Take a deep breath. Hanging up your favorite piece of art doesn’t have to be as difficult as you think. Yes, there are some helpful guidelines when it comes to height and scale, but beyond that, it’s really up to you. For some helpful tips on how to break through the common writer’s-block of art arrangement, we turned to two pros. Terri Martin is an avid art collector who has filled her walls and even a few storage units with her collection, and Nathan Taylor is partner and principal designer at Obelisk Home who has helped many clients artfully arrange and frame their most prized photographs and art pieces.
Embrace the Gallery Wall
“Creating a gallery wall is a great way to mix frames, colors and subjects. I work to space each picture as close to evenly as possible without making it look like you bought the collection together. A typical rule I use is to start with a center picture. It might not be centered on your wall, but it’s what centers the collection. Build out vertically and horizontally from there.”—Nathan Taylor
Keep Proportions in Mind
“The biggest mistake I see is when people leave too much space around art. They hang one small piece of art above a couch but leave the rest of the wall blank.”—Terri Martin
“Yes, there are guidelines, but it doesn’t have to be a hard-and-fast rule. As a designer, I’m a big believer in scale and proportion. These are the most misunderstood guidelines about hanging art. I love overscaled art. It can make a space feel more intimate. I like to do a really big piece of art in a small space. If it’s above a mantel, I use a sculpture or vase next to it to give it depth and dimension.”—N.T.
Don’t Limit Yourself
“Photographs help fill space, but mirrors and empty frames do the same thing. They can mix well with your art collection. Even framed baskets and box lids—think outside the box in order to display what you love.”—T.M.

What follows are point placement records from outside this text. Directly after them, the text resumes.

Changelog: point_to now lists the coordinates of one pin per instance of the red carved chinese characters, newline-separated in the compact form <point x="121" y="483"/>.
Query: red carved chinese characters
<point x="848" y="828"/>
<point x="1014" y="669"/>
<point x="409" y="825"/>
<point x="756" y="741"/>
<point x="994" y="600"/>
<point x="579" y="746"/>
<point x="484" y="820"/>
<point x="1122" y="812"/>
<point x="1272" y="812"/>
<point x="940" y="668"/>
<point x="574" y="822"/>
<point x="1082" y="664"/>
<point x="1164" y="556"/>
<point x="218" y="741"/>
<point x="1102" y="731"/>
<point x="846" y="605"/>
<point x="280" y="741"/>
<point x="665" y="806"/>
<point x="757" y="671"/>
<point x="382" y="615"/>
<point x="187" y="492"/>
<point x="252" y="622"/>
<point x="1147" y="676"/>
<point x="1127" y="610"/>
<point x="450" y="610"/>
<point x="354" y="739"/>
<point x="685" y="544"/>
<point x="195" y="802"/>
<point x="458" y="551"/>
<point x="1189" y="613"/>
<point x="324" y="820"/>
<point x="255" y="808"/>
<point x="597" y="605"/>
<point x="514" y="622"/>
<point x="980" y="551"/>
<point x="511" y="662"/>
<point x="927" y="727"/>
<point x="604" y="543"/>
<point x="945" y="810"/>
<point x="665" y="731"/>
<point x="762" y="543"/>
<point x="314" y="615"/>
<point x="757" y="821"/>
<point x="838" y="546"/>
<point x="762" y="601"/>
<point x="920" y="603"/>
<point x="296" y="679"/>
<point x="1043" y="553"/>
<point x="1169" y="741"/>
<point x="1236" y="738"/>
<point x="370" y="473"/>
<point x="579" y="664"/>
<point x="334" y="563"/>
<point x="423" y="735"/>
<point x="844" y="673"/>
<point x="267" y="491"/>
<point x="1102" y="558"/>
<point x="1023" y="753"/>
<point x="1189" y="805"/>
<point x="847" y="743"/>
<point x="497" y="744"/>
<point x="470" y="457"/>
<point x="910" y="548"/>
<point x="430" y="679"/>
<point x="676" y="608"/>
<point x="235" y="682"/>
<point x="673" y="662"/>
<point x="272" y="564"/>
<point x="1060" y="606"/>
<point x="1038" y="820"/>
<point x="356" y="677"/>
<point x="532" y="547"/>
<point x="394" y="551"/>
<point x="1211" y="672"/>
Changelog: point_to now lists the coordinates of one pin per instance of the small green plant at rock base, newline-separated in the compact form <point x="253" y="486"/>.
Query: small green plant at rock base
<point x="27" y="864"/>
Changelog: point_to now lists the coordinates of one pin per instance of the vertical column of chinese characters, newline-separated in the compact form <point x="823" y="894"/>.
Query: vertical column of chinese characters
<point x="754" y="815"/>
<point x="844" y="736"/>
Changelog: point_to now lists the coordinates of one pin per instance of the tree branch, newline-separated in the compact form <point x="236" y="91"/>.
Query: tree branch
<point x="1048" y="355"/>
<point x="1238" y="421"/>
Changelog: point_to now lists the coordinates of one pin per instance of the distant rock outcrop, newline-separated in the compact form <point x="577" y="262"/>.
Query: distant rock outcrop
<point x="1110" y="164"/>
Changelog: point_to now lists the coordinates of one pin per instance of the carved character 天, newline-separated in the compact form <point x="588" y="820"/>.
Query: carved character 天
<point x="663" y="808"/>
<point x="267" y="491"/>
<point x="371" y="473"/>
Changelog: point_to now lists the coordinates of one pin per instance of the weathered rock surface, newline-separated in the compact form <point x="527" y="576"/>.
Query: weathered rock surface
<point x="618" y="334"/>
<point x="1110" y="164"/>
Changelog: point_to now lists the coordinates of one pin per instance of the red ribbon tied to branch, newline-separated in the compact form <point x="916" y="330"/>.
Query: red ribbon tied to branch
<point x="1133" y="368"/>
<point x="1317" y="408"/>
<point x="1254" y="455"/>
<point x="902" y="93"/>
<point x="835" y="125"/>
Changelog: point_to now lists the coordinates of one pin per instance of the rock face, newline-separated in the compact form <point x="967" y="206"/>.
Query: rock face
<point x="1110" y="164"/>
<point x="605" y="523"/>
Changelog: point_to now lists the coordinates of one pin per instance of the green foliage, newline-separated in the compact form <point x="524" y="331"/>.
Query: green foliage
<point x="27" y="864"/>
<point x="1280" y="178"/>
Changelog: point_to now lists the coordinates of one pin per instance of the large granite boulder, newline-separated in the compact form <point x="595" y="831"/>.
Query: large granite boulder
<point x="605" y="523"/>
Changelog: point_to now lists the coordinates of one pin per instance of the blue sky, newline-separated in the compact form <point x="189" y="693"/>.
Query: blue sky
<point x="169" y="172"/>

Art Shouldn’t Just Fill Space
“Everyone can have the same furniture, but art makes it your space. Find what’s appealing to your eye. Even if it’s just the color. Art should speak to you or connect with you in some way.”—T.M.
That Unfinished Look is Great
“I much prefer a piece of floating art in a really deep frame where you can see the unfinished edges.”—T.M.
“I use a mix of matted and framed pieces. I love to see the handmade characteristics of art, so I like floating pieces as well.”—N.T.
Break Away From the Well Known Artists
“I think the point of having wall art is to support artists and to find what’s appealing to your eye. I’ve found art at flea markets and church sales, and I’ve even met some of my favorite artists through eBay and email. Local galleries are a great place to discover new artists you love, and buying local art always makes me feel more connected to the area. You can even showcase photographs and kids’ art. I would rather frame kids’ art than buy a cheesy print. That’s true art!”—T.M.
Break Away From Scale
“Bigger can be better when it comes to art. A giant piece of art can make a small room feel bigger and a big room feel smaller. The key is to put that art where it makes the most impact.”—T.M.
Don’t Stick With a Theme
“A lot of people try to match their frame matting to their furniture. You can decorate within a theme, but your art doesn’t have to match. Pick what you love, and it will come together.”—T.M.
“There’s nothing worse than themed art. When selecting art, don’t be afraid to use art that’s a different color or subject than your decor. One thing I think most people do is they choose art that matches their colors. You don’t have to do that. Art is very personal, and I think people forget that.”—N.T.
Don’t Hang Art Too High
“People always hang art too high. The museum standard is to measure 58 inches from the ground to the center of the art. That’s how high it should hang.”—N.T.
“We hung five little decorative plates, and they were an inch too high. I noticed it right away. Always start lower than you think you should be. It’s easier to hide holes if you have to move higher on the wall.”—T.M.
Pick a Goal
“If you want clean lines, select frames that are similar sizes and shapes. If you want a more eclectic aesthetic, group frames that are different materials. I’m not a fan of ornate frames, but one of my favorite watercolors was in an ornate gold frame. It actually looks great next to my other simple frames.”—T.M.